O engenheiro civil e economista Rodolpho Ramina concorda que a cobrança dos 10 m³ é justa à medida que cobre, mesmo que simbolicamente, o custo de infraestrutura do sistema. Ainda assim, ele argumenta que o formato é discutível. Para Ramina, uma forma de fazer isso seria criar uma tarifa progressiva. "O valor unitário poderia crescer à medida que o consumo aumenta. No caso de empresas que precisam de grandes quantidades, isso poderia ser flexibilizado", opina.
A professora de Engenharia Ambiental da USP Monica Ferreira do Amaral Porto discorda. Ela explica que a tarifa mínima é baseada em um estudo estatístico do consumo médio que leva em conta a tarifa social. Uma família de quatro pessoas, com baixo consumo, gastaria, em média, 300 litros por dia, o que resulta nos 10 m³ mensais. "A possibilidade de se gastar menos que isso por mês é muito pequena. Sem contar que esse valor cobrado pelos primeiros 10 m³ é muito menor que nas outras faixas de consumo."

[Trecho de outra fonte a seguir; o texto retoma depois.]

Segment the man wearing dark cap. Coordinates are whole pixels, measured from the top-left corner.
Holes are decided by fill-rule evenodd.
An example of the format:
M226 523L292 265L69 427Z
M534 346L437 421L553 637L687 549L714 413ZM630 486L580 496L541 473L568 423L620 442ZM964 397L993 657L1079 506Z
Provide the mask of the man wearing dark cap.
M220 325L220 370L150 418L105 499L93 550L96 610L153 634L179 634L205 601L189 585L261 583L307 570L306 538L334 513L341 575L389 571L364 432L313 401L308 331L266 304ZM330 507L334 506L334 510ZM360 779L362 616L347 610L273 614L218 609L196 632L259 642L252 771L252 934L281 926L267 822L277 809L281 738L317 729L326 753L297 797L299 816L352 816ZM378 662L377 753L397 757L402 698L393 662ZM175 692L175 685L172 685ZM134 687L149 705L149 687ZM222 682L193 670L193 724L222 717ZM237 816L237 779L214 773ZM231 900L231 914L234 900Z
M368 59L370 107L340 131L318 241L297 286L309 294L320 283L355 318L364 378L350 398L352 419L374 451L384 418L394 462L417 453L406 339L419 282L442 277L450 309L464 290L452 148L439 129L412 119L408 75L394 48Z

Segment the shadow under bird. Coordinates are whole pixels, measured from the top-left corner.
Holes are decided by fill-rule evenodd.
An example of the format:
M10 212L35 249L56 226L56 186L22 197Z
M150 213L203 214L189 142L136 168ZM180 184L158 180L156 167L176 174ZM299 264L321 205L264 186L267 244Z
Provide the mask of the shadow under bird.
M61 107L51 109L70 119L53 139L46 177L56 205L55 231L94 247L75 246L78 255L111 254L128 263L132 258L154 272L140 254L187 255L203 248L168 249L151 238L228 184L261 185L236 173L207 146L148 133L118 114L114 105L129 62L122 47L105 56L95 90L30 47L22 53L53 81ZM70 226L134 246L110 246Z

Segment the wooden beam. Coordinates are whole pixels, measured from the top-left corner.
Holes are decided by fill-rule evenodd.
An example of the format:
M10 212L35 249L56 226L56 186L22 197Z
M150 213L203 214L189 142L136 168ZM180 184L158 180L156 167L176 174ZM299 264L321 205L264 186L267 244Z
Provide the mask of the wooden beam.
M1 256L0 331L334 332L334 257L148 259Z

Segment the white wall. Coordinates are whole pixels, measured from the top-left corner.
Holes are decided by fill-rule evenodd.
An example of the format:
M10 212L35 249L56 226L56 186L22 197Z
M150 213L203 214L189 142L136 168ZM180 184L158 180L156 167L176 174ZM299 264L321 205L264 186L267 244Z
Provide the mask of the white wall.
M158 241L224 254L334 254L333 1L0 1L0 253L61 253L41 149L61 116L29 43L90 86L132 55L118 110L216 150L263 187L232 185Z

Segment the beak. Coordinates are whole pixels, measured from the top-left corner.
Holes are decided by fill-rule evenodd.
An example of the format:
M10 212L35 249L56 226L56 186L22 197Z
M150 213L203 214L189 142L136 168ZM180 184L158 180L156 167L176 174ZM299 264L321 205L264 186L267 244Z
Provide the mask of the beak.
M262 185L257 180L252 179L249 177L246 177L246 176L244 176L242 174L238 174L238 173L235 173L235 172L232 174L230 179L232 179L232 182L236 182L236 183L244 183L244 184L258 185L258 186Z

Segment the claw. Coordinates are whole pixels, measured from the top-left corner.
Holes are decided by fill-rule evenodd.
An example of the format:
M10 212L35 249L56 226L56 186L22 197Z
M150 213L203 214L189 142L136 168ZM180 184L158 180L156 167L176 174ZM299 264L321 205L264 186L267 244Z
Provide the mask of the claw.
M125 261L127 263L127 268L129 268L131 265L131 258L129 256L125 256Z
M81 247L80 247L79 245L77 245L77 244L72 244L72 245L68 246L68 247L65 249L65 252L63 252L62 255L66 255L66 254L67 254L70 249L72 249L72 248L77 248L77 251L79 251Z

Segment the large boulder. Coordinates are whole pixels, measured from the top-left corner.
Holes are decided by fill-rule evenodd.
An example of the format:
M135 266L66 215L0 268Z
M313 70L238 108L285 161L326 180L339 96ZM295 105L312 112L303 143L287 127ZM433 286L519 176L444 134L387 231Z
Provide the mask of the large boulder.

A especialista ressalta que o padrão normal das cidades brasileiras é que cada indivíduo de classe média consuma 250 litros de água por dia. Segundo Monica, é preciso que, ao olhar a fatura, o consumidor pense em termos de sociedade, não no individual.
Resposta
Em nota, a Sanepar disse que a tarifa que cobra leva em conta parâmetros de abastecimento e esgoto preconizados pela OMS e também considera a necessidade de se cobrir custos fixos para manter um serviço initerrupto.
Revisão
A diretora de recursos hídricos e saneamento da Secretaria Municipal do Meio Ambiente, Marlise Jorge, explica que o decreto estadual para formalizar uma comissão que discuta os itens do Plano Municipal de Saneamento deve sair nos próximos dois meses. A partir disso, o prazo para a revisão do contrato de concessão com a Sanepar é de dois meses. "Vamos sentar para conversar sobre vários assuntos. E a tarifa também entra nessa análise. Pode ser que saia uma nova metodologia de cálculo e mudanças na tarifa mínima, se a lei permitir. Pessoas da área jurídica vão analisar." A comissão será formada por poder público, sociedade civil e Sanepar.